Football match-fixing ring uncovered
Police arrested several people in Germany and abroad Thursday in connection to a gambling ring affecting Europe’s top football leagues.
“The accused are suspected of bribing players, coaches, referees and officials from high-ranking European football leagues to manipulate the results of games,” said a statement from prosecutors in the western city of Bochum.
The investigations, carried out with the European football association UEFA, have been ongoing since the beginning of 2009.
Prosecutors refused to answer questions when contacted by AFP, but did say that there would be a news conference Friday afternoon.
According to the daily Berliner Morgenpost, investigations have been launched into around 100 suspects involved in placing huge bets on allegedly fixed matches in the Turkish first flight.
Harald Stenger, a spokesman for the German Football Federation (DFB), said: “As far as the DFB knows, no German matches were affected.”
The Berliner Morgenpost cited one top investigator as saying the probe could result in “one of the biggest scandals in the history of professional football.”
“This earthquake will shake the credibility of the sport for a long time,” the paper quoted the investigator as saying.
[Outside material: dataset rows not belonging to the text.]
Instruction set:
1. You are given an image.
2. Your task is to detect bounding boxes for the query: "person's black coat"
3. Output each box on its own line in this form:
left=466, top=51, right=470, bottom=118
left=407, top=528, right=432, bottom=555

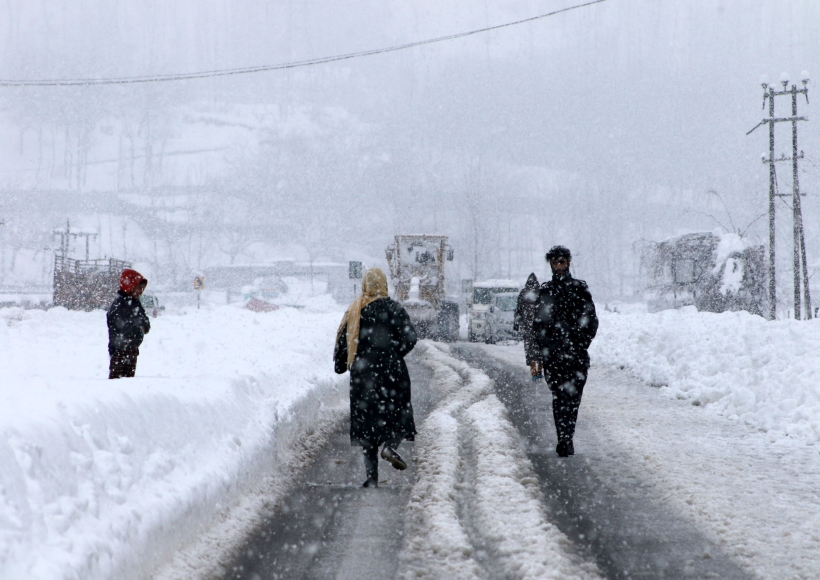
left=532, top=273, right=598, bottom=368
left=106, top=290, right=151, bottom=356
left=333, top=297, right=417, bottom=445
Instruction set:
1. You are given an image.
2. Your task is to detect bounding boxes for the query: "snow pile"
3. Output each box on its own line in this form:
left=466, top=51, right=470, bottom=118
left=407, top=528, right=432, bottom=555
left=400, top=343, right=600, bottom=579
left=590, top=307, right=820, bottom=443
left=0, top=306, right=346, bottom=580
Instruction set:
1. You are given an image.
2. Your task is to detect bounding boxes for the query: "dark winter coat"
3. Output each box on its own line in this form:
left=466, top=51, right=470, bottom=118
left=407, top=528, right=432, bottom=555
left=532, top=273, right=598, bottom=369
left=333, top=297, right=417, bottom=445
left=513, top=274, right=541, bottom=364
left=106, top=290, right=151, bottom=356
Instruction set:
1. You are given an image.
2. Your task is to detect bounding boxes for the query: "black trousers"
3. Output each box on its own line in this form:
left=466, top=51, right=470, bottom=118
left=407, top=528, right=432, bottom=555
left=108, top=346, right=140, bottom=379
left=362, top=437, right=401, bottom=481
left=544, top=361, right=589, bottom=441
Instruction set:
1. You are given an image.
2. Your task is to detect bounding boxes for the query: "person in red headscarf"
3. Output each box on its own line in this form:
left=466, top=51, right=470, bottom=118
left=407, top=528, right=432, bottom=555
left=106, top=270, right=151, bottom=379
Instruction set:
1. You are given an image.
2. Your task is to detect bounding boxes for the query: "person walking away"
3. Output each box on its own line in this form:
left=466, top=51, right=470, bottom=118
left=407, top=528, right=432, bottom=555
left=333, top=268, right=417, bottom=487
left=533, top=246, right=598, bottom=457
left=513, top=273, right=544, bottom=382
left=106, top=269, right=151, bottom=379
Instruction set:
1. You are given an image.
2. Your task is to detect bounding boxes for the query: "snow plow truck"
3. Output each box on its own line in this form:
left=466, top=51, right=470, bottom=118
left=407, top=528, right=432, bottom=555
left=386, top=235, right=458, bottom=342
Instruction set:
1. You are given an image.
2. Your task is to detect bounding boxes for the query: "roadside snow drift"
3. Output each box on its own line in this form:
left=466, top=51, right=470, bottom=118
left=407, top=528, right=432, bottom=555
left=590, top=307, right=820, bottom=443
left=0, top=304, right=346, bottom=580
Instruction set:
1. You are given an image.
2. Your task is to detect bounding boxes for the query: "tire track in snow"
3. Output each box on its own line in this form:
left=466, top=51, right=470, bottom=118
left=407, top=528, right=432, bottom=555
left=399, top=343, right=600, bottom=579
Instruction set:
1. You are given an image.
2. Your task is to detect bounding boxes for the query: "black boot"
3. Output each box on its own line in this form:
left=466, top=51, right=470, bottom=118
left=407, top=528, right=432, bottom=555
left=362, top=445, right=379, bottom=487
left=555, top=439, right=575, bottom=457
left=382, top=445, right=407, bottom=470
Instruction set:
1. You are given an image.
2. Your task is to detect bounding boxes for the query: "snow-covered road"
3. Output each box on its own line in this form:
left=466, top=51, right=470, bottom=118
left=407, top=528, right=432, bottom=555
left=0, top=302, right=820, bottom=580
left=474, top=346, right=820, bottom=580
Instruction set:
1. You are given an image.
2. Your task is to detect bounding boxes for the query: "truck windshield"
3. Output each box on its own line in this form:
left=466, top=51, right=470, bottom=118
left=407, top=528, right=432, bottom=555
left=495, top=296, right=518, bottom=311
left=473, top=288, right=518, bottom=304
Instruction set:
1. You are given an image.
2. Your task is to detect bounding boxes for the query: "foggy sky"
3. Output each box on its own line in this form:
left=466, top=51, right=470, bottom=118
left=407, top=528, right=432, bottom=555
left=0, top=0, right=820, bottom=304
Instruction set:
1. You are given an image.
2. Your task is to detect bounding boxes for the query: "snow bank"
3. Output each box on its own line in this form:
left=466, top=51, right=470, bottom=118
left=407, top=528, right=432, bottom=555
left=590, top=307, right=820, bottom=443
left=400, top=343, right=600, bottom=579
left=0, top=306, right=346, bottom=580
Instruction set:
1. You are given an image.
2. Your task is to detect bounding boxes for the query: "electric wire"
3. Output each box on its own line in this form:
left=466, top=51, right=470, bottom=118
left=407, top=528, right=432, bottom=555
left=0, top=0, right=606, bottom=87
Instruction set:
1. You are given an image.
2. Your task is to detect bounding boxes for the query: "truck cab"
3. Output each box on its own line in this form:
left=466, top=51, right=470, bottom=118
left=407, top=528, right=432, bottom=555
left=467, top=280, right=521, bottom=344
The ring reportedly placed enormous bets with Asian bookmakers and Turkish international players were said to be involved in the fraud. The accused are primarily Kosovars, Spiegel TV reported.
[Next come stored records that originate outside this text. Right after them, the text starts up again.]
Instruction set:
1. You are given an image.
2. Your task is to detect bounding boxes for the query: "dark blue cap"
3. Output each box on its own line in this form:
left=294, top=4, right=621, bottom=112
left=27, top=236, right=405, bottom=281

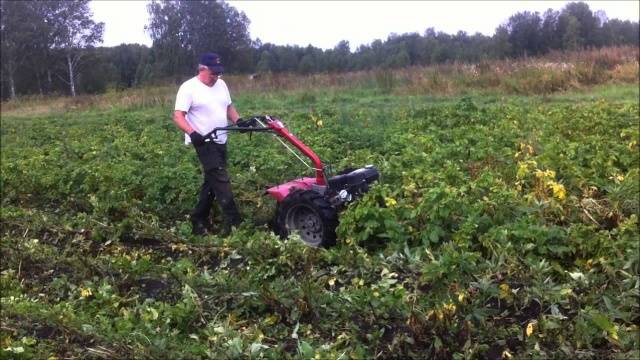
left=200, top=53, right=224, bottom=74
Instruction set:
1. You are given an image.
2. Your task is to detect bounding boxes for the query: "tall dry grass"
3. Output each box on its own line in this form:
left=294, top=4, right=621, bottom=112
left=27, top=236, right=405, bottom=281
left=1, top=47, right=640, bottom=116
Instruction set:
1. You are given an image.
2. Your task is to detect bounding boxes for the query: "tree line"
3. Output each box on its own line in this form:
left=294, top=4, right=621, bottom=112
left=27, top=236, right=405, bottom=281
left=0, top=0, right=639, bottom=99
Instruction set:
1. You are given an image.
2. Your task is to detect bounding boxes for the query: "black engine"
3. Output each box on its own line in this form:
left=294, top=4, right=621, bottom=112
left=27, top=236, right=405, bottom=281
left=328, top=165, right=380, bottom=204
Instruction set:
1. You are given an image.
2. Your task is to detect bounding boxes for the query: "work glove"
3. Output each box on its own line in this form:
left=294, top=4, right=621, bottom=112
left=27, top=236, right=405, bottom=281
left=189, top=130, right=204, bottom=146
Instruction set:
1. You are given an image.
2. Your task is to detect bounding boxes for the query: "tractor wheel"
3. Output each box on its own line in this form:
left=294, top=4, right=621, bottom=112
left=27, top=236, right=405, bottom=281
left=276, top=190, right=338, bottom=247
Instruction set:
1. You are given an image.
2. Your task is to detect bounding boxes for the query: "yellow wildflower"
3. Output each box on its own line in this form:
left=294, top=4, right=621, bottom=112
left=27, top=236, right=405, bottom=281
left=547, top=181, right=567, bottom=200
left=499, top=283, right=511, bottom=299
left=80, top=288, right=93, bottom=298
left=525, top=322, right=533, bottom=336
left=384, top=197, right=398, bottom=207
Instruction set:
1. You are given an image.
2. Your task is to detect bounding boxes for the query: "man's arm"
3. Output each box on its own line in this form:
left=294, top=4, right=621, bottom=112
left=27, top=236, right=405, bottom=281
left=227, top=104, right=240, bottom=124
left=173, top=110, right=194, bottom=134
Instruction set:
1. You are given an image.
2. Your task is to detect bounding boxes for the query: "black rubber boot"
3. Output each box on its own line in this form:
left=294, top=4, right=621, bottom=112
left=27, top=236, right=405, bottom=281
left=191, top=220, right=209, bottom=236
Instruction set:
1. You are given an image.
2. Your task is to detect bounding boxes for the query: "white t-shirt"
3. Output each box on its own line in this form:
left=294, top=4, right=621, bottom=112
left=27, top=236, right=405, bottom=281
left=175, top=76, right=231, bottom=144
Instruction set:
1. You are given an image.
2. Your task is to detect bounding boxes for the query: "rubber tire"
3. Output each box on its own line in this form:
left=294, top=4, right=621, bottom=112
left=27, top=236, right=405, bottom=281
left=276, top=190, right=338, bottom=247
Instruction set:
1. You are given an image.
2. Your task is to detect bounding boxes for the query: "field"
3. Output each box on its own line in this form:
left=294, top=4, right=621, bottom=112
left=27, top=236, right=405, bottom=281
left=0, top=52, right=640, bottom=359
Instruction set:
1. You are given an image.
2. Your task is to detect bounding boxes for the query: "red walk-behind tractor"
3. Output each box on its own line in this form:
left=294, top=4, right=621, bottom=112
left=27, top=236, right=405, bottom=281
left=205, top=115, right=379, bottom=247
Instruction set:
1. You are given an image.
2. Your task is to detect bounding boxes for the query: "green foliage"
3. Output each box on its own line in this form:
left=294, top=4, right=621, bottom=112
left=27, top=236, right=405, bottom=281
left=0, top=86, right=640, bottom=359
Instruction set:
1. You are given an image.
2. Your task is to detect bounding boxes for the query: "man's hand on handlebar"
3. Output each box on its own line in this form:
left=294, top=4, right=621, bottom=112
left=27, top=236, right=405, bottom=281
left=189, top=130, right=205, bottom=146
left=236, top=118, right=258, bottom=133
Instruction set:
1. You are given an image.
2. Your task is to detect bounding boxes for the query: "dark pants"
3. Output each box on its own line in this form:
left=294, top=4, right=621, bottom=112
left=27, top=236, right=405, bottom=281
left=191, top=142, right=241, bottom=225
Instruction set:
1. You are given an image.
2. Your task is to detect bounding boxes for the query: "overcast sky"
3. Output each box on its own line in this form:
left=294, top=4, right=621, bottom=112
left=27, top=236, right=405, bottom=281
left=91, top=0, right=640, bottom=51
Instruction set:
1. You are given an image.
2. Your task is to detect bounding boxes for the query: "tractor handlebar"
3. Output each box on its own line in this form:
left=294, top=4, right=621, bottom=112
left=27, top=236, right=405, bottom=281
left=204, top=115, right=277, bottom=139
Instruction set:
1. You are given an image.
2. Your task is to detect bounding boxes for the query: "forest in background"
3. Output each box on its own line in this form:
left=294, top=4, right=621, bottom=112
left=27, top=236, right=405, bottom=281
left=0, top=0, right=639, bottom=100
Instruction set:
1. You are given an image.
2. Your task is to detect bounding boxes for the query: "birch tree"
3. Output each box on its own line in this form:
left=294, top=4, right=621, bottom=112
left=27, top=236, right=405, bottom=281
left=47, top=0, right=104, bottom=96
German football is still recovering from a scandal in 2004, when referee Robert Hoyzer admitting to rigging matches for a Croatian mafia ring.
The matches concerned were mainly in the German second and third division, but a German Cup match between first division Hamburger SV and third division Paderborn as well as a first division match in Turkey were also affected.
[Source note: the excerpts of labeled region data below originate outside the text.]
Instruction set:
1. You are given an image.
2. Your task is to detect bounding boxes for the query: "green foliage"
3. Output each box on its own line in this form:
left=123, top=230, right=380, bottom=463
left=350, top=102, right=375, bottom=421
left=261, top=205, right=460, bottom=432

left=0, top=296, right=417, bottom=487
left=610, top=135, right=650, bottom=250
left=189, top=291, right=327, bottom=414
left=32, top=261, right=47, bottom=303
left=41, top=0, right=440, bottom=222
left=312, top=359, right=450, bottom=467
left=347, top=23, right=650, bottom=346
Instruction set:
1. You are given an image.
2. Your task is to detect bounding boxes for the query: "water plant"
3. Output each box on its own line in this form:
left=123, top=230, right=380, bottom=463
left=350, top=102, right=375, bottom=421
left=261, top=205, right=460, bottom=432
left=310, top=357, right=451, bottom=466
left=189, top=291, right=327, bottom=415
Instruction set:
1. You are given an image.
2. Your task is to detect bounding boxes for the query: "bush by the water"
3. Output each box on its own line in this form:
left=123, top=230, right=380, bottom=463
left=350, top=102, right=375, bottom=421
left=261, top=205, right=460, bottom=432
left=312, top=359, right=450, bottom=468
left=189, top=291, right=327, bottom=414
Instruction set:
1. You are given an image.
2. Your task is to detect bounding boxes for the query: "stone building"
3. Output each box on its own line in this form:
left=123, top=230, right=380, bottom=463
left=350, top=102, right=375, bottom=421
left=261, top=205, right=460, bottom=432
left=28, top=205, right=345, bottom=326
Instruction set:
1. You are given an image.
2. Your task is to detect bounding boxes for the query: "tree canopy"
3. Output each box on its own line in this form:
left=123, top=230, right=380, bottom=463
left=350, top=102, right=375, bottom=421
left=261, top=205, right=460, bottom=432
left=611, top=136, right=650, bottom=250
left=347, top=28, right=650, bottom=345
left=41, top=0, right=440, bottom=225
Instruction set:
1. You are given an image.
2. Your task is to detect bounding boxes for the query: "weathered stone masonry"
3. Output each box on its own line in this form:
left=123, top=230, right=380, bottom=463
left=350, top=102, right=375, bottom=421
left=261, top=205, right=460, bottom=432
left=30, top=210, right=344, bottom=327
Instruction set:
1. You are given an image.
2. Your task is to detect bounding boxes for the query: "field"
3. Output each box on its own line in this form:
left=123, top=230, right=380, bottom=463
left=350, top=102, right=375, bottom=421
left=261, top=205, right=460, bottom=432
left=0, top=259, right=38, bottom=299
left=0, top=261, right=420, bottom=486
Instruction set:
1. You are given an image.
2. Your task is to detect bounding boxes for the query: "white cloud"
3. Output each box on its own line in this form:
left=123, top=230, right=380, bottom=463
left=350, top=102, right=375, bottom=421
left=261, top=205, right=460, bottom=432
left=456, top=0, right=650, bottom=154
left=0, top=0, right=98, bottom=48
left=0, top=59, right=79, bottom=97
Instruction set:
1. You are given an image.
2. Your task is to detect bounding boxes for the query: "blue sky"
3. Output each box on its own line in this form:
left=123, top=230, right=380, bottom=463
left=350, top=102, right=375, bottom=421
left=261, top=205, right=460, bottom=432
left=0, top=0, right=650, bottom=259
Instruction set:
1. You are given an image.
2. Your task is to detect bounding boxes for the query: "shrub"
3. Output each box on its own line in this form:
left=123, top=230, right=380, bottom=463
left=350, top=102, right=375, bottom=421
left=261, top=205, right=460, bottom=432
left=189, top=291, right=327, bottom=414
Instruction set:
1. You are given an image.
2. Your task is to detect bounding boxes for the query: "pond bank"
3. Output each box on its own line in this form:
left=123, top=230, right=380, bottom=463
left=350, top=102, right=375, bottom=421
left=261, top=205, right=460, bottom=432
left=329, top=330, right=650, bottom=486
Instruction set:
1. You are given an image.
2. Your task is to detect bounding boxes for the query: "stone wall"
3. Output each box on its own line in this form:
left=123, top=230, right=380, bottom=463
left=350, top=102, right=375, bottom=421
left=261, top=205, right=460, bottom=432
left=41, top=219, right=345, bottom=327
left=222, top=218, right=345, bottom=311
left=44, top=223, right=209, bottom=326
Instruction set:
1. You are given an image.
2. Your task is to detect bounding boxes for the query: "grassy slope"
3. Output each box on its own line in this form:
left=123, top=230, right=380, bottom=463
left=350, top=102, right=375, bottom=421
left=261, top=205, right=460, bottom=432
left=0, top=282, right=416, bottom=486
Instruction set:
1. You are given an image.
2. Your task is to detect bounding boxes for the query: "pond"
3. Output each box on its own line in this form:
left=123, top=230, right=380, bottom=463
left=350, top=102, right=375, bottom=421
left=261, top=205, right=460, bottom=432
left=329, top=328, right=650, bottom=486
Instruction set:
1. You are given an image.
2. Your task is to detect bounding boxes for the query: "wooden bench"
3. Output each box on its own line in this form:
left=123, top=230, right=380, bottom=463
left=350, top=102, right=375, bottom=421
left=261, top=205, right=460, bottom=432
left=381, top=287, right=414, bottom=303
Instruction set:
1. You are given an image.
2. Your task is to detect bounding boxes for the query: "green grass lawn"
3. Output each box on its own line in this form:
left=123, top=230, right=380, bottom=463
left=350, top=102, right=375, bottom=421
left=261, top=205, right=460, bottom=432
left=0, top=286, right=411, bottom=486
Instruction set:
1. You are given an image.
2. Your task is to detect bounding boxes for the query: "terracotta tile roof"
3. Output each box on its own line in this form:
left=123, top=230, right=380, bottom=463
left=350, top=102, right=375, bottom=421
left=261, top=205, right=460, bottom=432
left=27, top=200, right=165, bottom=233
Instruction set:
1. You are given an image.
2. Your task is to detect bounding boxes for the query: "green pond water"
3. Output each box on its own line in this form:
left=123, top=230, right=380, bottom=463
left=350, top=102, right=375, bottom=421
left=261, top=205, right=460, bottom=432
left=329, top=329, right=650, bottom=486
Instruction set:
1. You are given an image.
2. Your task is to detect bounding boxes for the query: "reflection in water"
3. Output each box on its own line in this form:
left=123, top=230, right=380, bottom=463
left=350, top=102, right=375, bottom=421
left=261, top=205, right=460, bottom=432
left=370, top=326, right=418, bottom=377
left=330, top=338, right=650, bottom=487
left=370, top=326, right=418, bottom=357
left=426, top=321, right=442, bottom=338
Hoyzer, who said he was given €70,000 ($104,000) for fixing matches, received death threats after admitting his guilt on television. He was sentenced to serve two years and five months in prison but was released after serving only half that.
In 2008, Berlin was rocked by further allegations that the 2006 World Cup knock-out stage match between Brazil and Ghana was influenced by an Asian betting syndicate. Der Spiegel magazine reported that large sums of money had been bet on Brazil winning by at least two goals and a former Ghana international acted as an intermediary.